Om vast te stellen of het gaspedaal werkelijk stroef beweegt en om vast te stellen of een storing bij de aannemelijkheid tussen gas- en rempedaal aanwezig is, is een testmoduul beschikbaar. Een mogelijk onjuiste werking van het gaspedaal wordt door een gelijktijdige bediening van het gas- en rempedaal tijdens het rijden vastgesteld.

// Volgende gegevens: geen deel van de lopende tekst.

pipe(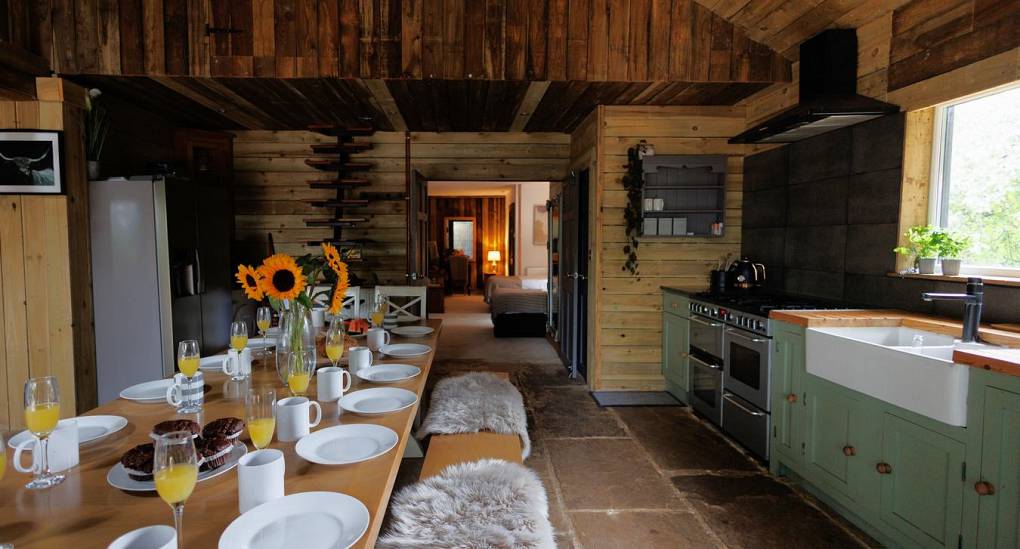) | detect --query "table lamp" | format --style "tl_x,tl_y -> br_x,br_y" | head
486,250 -> 501,273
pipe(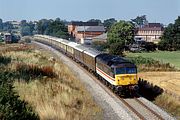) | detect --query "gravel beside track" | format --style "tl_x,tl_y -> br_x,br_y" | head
138,97 -> 176,120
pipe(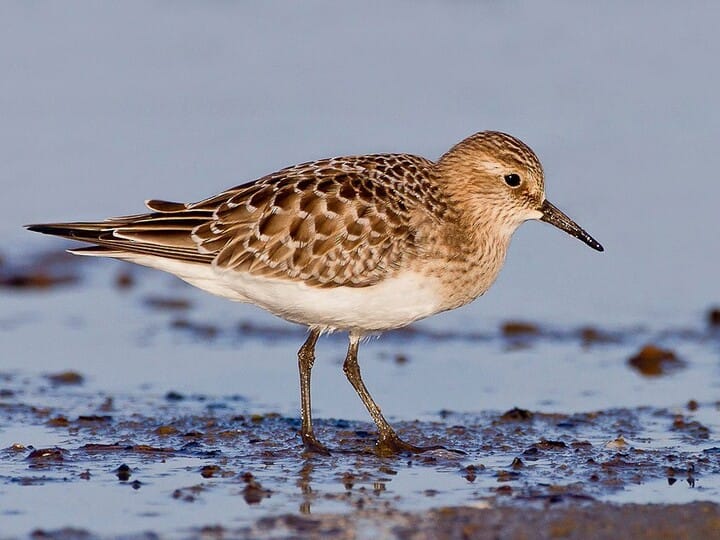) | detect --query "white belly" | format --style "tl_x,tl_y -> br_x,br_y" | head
112,254 -> 445,333
216,269 -> 445,333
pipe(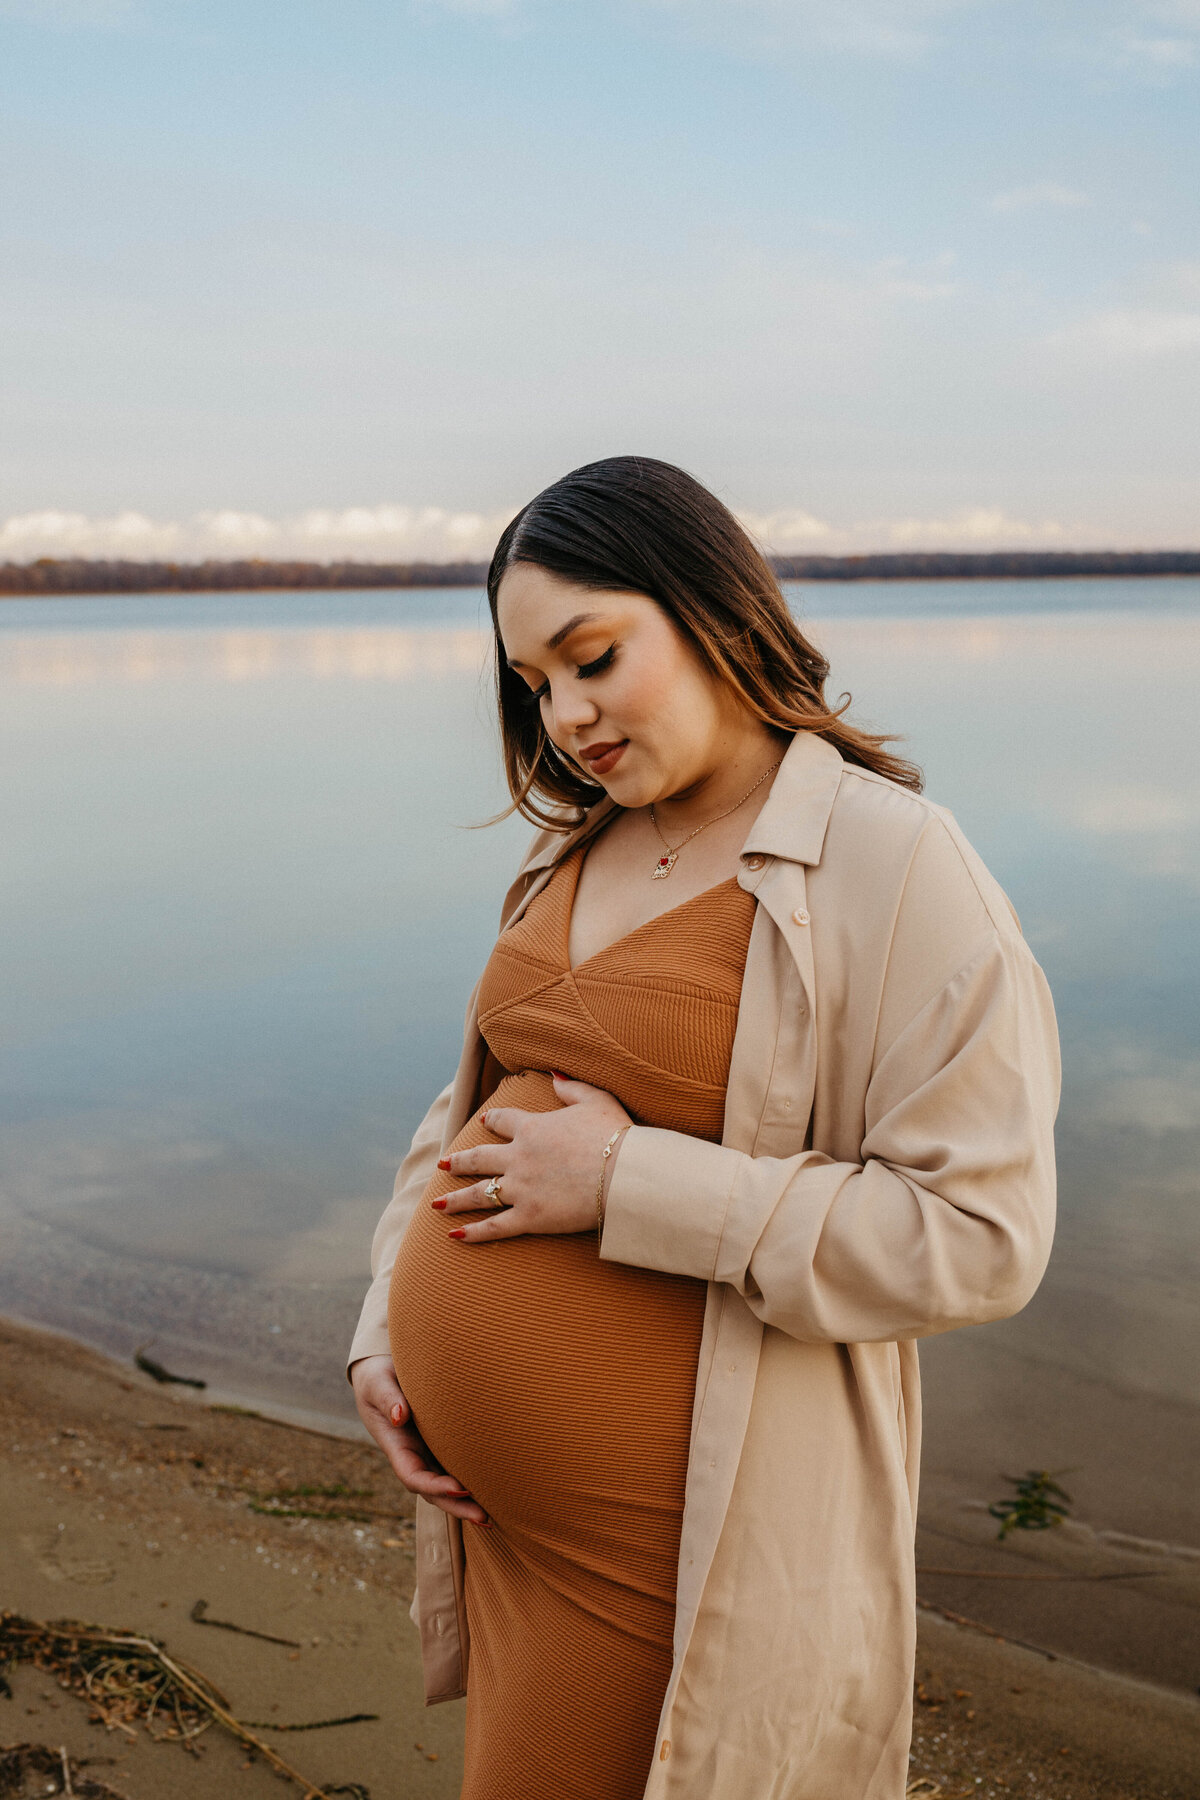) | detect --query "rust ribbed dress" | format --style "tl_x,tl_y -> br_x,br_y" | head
388,846 -> 757,1800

Een aannemelijkheidsstoring wordt in de motorregeleenheid opgeslagen als ten minste 1,5 seconde een bestuurderswens via het gaspedaal wordt opgemerkt en tevens een remsignaal aanwezig is. Hierbij wordt de remdruk als meetgrootheid gebruikt. Daardoor wordt verhinderd dat een remvertraging door een klemmend gaspedaal wordt tegengegaan.
Bij de S54 motor in de M Roadster worden de beide gaspedaalsensoren in de gaspedaalmoduul voorzien van een spanning van 4,8 tot 5,2 V. Tijdens de bediening van het pedaal leveren de middenafnemers van de sensor een spanning tussen 0,5 resp. 0,25 V (niet bediend) en 4,0 resp. 2,0 V (bediend).

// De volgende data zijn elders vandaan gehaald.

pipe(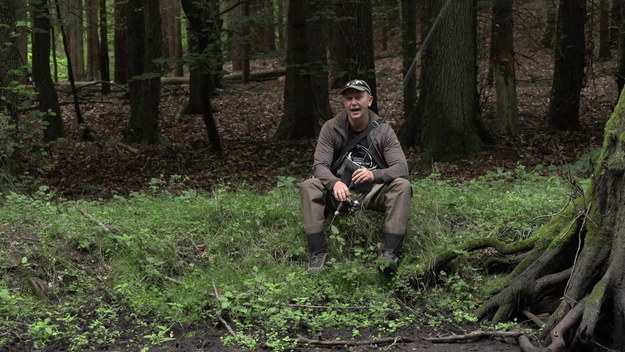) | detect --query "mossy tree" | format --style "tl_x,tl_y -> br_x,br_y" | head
398,0 -> 491,161
425,90 -> 625,351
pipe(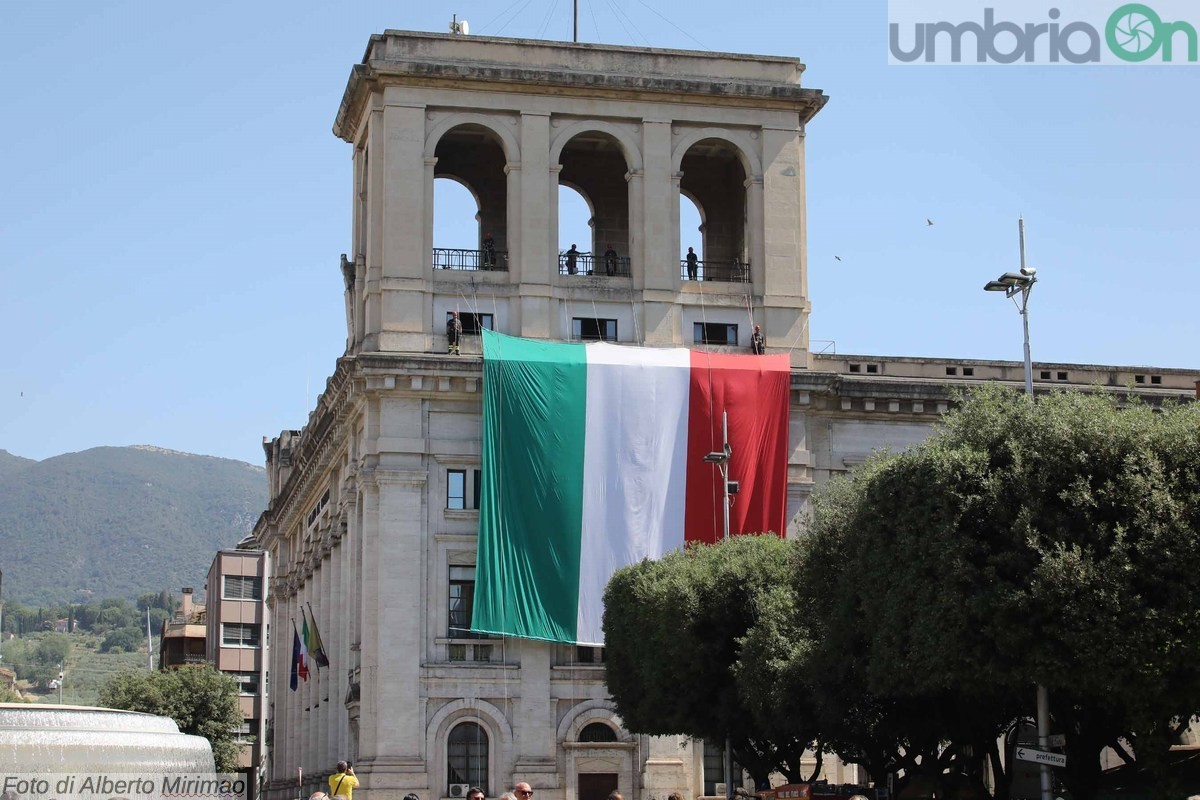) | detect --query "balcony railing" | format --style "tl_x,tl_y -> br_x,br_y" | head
433,247 -> 509,271
680,259 -> 750,283
558,252 -> 632,277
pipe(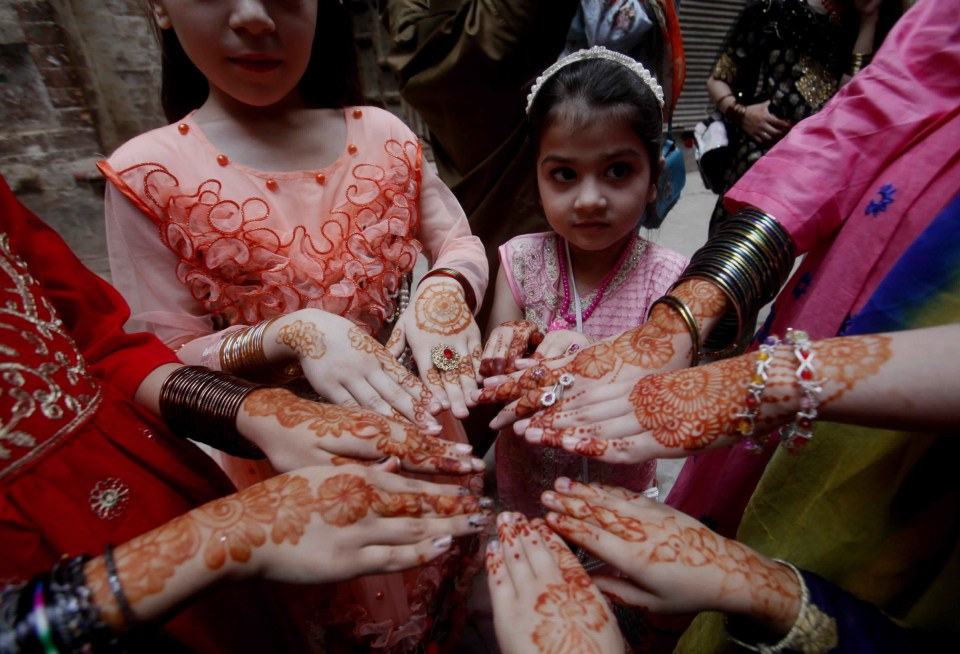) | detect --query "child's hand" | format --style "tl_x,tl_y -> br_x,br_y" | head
389,277 -> 483,420
485,513 -> 623,654
479,320 -> 545,377
533,329 -> 591,360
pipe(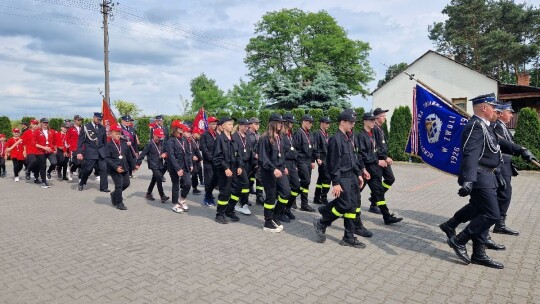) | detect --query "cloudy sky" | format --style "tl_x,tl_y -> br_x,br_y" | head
0,0 -> 491,118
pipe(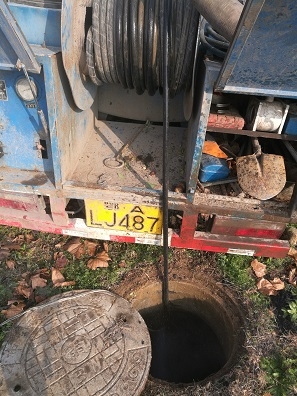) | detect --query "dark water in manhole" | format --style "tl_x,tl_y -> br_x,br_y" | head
142,306 -> 227,383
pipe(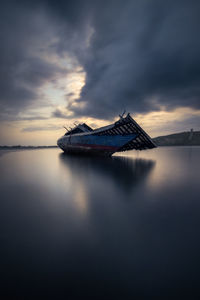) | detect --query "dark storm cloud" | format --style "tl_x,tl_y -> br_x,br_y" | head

Zolang bestuurderswens en remdruk gelijktijdig aanwezig zijn, gedraagt de auto zich als volgt: De motorregeling vermindert de bestuurderswens in verhouding tot de remdruk. Als de remdruk toeneemt, wordt de bestuurderswens van de motorregeling overeenkomstig verminderd.
De waarneembare uitwerking voor de bestuurder levert hetzelfde gevoel als de”Voet van het gaspedaal nemen”.

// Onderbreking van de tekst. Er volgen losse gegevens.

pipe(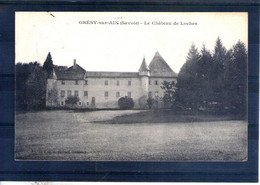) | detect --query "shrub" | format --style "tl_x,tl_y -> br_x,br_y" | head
147,97 -> 154,109
65,96 -> 79,107
118,96 -> 134,109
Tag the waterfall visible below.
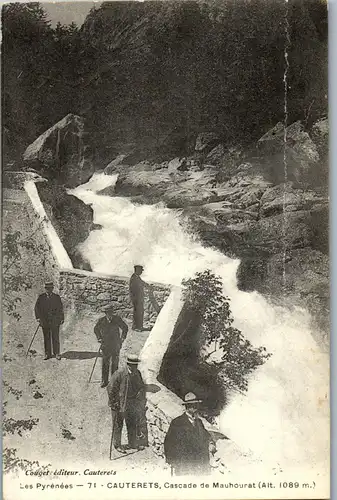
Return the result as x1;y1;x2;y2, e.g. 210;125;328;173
70;172;329;475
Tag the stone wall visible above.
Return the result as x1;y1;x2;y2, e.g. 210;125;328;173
24;180;73;286
20;177;171;324
59;268;170;324
146;382;182;457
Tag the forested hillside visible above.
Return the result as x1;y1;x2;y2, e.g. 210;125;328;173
2;0;328;168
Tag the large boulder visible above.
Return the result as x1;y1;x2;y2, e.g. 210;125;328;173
255;121;326;187
257;121;319;161
115;168;172;201
23;114;94;187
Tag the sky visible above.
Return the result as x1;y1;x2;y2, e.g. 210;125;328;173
42;1;103;27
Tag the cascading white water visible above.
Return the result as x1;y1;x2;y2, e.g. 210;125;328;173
70;172;329;476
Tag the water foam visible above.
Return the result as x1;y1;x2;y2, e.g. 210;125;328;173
70;173;329;474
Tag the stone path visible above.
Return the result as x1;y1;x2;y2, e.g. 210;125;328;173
3;190;169;476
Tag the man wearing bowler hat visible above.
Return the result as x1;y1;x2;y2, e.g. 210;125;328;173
164;392;216;476
107;354;148;454
94;305;128;388
34;281;64;360
129;265;152;331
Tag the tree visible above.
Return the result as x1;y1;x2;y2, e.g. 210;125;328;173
182;270;271;392
159;270;271;419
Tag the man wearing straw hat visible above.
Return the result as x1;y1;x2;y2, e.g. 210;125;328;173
107;354;148;454
164;392;215;476
94;305;128;388
34;281;64;360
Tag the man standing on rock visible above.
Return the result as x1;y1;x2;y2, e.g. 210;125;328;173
164;392;216;476
34;281;64;361
107;354;148;454
94;305;128;388
129;265;153;331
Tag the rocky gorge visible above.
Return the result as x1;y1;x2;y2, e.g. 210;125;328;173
103;118;329;341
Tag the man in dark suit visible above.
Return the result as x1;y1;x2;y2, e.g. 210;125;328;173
129;265;151;331
164;392;216;476
107;354;148;454
34;281;64;361
94;305;128;388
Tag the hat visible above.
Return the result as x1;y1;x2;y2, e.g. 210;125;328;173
134;265;144;270
183;392;202;405
126;354;140;365
103;305;114;313
45;281;54;288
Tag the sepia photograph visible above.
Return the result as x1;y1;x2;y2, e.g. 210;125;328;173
2;0;329;499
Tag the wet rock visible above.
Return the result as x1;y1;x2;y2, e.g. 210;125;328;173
23;114;94;187
33;391;43;399
104;154;129;174
36;182;93;261
115;169;172;200
70;249;92;271
167;157;187;173
205;144;226;165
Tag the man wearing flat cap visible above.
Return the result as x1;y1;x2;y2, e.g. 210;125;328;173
107;354;148;454
164;392;216;476
34;281;64;360
94;305;128;388
129;265;152;331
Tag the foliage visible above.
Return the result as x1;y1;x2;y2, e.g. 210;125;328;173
3;396;39;437
182;270;271;392
3;228;32;320
3;222;46;320
3;381;23;400
3;416;39;437
2;3;79;164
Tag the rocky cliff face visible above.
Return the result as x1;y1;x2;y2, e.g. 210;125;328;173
21;115;96;269
35;182;94;270
109;119;329;341
23;114;95;188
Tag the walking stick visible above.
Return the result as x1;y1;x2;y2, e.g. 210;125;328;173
109;422;114;460
26;324;40;357
88;345;101;383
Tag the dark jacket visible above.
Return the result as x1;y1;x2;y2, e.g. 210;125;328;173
164;413;212;475
129;273;146;304
107;366;145;413
94;315;128;355
35;292;64;326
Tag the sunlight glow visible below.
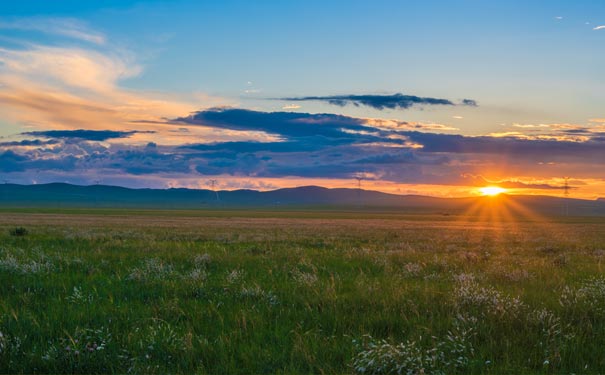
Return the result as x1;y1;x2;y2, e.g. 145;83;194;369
479;186;507;196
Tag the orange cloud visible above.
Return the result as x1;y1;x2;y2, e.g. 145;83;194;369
0;35;282;146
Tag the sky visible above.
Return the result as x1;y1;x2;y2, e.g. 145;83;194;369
0;0;604;198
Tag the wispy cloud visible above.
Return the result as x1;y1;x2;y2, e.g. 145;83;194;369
0;17;235;146
0;45;141;93
461;174;569;190
0;17;106;44
594;25;605;30
275;93;478;111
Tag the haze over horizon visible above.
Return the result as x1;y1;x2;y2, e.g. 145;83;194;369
1;1;604;198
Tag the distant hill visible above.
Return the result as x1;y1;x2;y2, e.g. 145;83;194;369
0;183;604;216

De gaspedaalmoduul mag alleen worden vervangen als zowel een uitdrukkelijke klacht van de klant over een verhoogd, constant stationair toerental en / of een mechanisch klemmend gaspedaal alsook een storingsinvoer aanwezig is. Als alleen een storingsinvoer aanwezig is, mag het component niet worden vervangen!
Bij een meervoudige storingsinvoer moet de klant op zijn mogelijk onjuiste bediening (gelijktijdige bediening van gas- en rempedaal) worden gewezen.
Mogelijke klachten van de klant die door een opgeslagen storing kunnen worden bevestigd, kunnen klachten zijn over onvoldoende vermogen, roluitschakeling tijdens het rijden alsmede een verhoogd constant toerental bij klemmend gaspedaal.